Farmer’s Markets

September 16, 2013 |

farmers-marketAs farmer’s markets boom — bringing great foods and prices directly to consumers — what can we learn about the real story of food vs fuel, when it comes to the use of crops that can be refined into either?

The Digest looks at the data on food — and finds some surprises for those marketing the “food vs fuel” storyline.

Practically any day of the week — but especially on weekends — around the US, there are busy and colorful farmer’s markets.

There are 8162 of them across the country, according to the USDA. None of them sell fuel, just food — despite an alarming amount of coverage of the issue known as “food vs fuel”.
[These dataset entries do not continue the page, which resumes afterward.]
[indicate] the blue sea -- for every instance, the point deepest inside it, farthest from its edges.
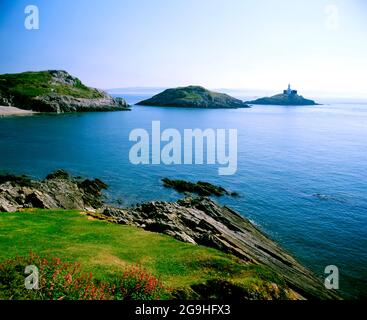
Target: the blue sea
(302, 171)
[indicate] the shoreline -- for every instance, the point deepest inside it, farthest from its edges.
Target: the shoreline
(13, 111)
(195, 220)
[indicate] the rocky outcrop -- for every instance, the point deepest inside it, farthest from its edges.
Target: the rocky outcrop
(193, 97)
(60, 103)
(54, 91)
(58, 190)
(202, 221)
(284, 100)
(200, 188)
(194, 220)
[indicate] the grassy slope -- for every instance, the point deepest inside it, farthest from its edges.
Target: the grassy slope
(32, 84)
(104, 248)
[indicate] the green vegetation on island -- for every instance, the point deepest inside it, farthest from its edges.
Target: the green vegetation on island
(193, 97)
(54, 91)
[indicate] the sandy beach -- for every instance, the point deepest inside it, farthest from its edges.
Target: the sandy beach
(12, 111)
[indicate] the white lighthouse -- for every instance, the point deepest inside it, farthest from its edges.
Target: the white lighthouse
(289, 91)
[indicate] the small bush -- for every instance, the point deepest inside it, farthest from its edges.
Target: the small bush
(66, 281)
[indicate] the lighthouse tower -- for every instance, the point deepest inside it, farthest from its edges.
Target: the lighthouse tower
(289, 91)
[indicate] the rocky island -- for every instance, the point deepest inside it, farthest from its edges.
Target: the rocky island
(194, 220)
(54, 91)
(289, 97)
(194, 97)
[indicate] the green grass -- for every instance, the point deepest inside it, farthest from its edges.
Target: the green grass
(105, 248)
(33, 84)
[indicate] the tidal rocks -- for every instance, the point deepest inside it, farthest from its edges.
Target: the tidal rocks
(200, 188)
(194, 220)
(202, 221)
(193, 97)
(54, 91)
(58, 190)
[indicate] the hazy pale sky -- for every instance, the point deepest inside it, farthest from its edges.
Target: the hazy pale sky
(317, 45)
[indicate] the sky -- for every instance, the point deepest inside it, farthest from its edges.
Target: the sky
(317, 45)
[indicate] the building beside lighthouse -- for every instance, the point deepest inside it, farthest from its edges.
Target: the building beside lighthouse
(289, 91)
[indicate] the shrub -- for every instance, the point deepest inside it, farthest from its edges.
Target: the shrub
(66, 281)
(137, 284)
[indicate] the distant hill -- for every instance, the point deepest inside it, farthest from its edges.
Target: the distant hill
(193, 97)
(54, 91)
(284, 100)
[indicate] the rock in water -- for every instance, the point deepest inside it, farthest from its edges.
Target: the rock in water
(54, 91)
(58, 191)
(200, 188)
(193, 97)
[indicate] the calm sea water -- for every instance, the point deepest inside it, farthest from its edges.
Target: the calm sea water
(286, 156)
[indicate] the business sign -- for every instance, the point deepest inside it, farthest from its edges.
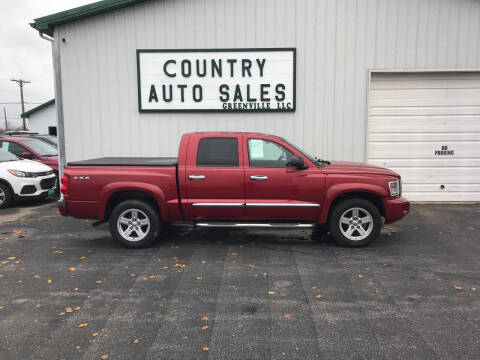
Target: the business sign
(220, 80)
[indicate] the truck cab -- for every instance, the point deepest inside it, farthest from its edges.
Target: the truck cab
(233, 179)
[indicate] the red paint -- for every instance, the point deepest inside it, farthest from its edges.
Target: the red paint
(316, 187)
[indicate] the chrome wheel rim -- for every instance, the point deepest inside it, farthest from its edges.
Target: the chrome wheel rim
(356, 224)
(133, 225)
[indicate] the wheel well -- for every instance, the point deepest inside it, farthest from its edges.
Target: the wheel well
(120, 196)
(374, 199)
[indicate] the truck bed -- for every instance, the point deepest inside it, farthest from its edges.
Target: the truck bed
(127, 161)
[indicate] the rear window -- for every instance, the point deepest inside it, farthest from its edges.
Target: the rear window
(217, 152)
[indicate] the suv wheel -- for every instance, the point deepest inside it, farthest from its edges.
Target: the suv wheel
(135, 224)
(355, 222)
(5, 196)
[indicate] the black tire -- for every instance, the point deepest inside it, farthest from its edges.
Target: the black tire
(7, 197)
(144, 211)
(361, 233)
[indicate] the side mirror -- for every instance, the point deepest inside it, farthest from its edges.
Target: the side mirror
(297, 162)
(26, 155)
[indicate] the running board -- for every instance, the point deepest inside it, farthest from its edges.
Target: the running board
(256, 225)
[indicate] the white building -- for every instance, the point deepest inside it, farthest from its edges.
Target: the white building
(391, 82)
(43, 118)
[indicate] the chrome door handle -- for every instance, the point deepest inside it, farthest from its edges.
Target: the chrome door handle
(259, 177)
(196, 177)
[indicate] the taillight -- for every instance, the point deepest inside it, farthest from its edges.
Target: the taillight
(64, 187)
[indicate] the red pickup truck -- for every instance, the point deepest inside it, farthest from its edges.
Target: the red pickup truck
(237, 180)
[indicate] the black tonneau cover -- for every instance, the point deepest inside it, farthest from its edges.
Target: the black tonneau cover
(126, 161)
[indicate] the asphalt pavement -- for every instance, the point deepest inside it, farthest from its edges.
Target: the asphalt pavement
(67, 291)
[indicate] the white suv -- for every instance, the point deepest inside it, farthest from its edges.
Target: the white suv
(23, 179)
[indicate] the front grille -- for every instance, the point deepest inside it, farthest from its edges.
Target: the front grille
(45, 173)
(28, 189)
(47, 183)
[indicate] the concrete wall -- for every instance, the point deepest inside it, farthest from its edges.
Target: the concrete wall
(337, 42)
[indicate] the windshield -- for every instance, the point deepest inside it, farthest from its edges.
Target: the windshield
(40, 147)
(7, 156)
(307, 155)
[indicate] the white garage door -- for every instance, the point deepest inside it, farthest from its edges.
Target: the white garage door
(426, 126)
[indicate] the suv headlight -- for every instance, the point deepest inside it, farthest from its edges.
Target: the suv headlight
(19, 173)
(395, 187)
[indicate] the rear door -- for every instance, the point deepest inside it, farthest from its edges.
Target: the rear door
(214, 178)
(275, 191)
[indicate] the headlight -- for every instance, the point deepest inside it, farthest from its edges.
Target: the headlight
(20, 173)
(395, 187)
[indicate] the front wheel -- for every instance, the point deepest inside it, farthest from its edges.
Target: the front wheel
(135, 224)
(355, 222)
(5, 196)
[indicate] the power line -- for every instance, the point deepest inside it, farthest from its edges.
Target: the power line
(20, 83)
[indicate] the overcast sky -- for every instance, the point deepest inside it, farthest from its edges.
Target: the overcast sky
(23, 54)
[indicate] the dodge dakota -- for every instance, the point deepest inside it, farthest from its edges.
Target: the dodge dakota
(230, 179)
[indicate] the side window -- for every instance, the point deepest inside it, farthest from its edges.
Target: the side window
(265, 153)
(217, 152)
(14, 148)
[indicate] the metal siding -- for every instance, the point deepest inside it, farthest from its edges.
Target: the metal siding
(337, 42)
(412, 115)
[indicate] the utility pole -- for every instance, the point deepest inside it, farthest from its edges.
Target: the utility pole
(5, 115)
(20, 83)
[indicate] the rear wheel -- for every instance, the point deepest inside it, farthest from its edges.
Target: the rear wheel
(5, 196)
(135, 224)
(355, 222)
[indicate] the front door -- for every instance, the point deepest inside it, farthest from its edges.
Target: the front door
(275, 191)
(215, 183)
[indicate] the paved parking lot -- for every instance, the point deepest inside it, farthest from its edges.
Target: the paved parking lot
(67, 291)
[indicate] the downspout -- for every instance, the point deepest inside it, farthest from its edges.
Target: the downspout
(57, 78)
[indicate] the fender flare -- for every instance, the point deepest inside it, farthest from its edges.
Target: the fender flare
(335, 191)
(109, 190)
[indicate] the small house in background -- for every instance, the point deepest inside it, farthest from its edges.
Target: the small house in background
(43, 118)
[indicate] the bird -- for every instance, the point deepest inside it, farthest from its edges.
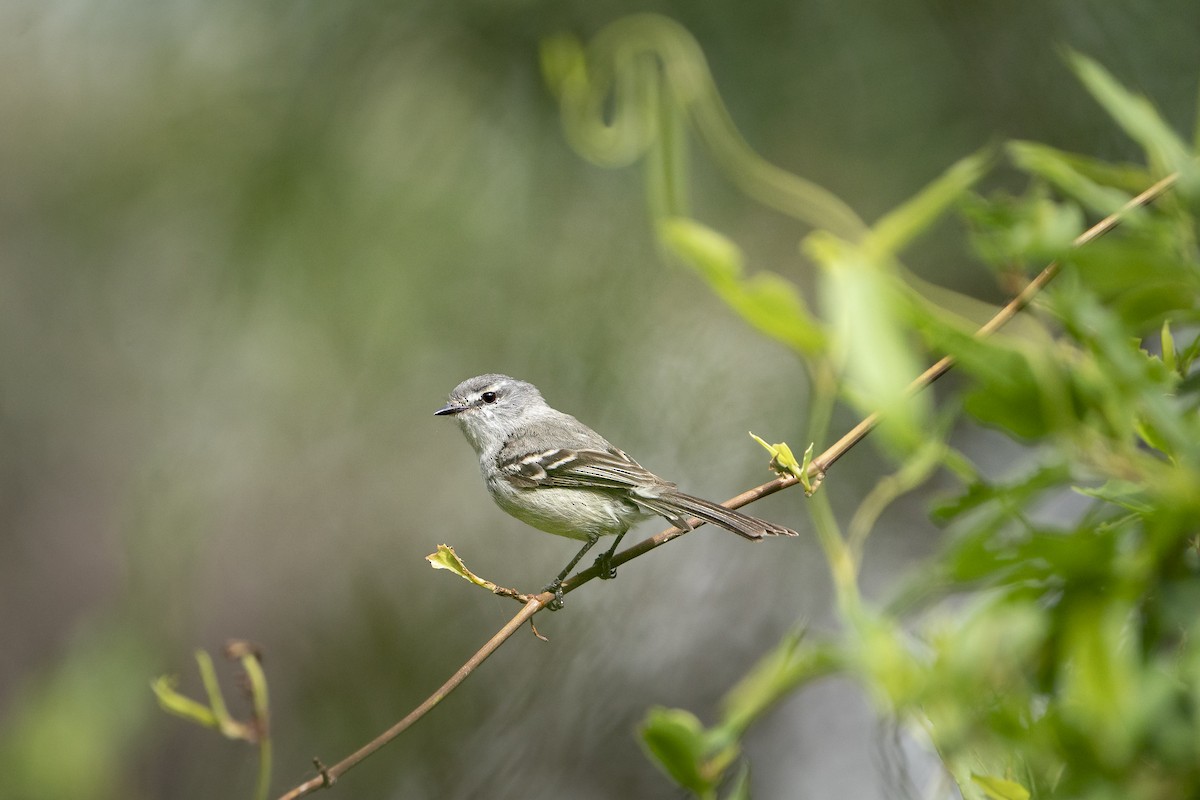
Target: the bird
(556, 474)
Why is that? Well, at our local supermarket this week, white corn is selling for $0.33 an ear. That works out to a value of around $16.00 per bushel — more than three times above the $5.00 per bushel price reported by USDA for Kansas City US No 2 rail White Corn.

(BTW, white corn – that’s the corn you see in the supermarket. Yellow corn, used for ethanol, is not suitable for human consumption in ear form.)

Capturing all that margin, traditionally enjoyed by the middlemen — well, that’s the economic driver for farmers to participate in local markets. Selling fruits and veggies that are too ripe or fragile — or don’t meet the size standards — for the established supply chains and packaging systems — that’s another reason.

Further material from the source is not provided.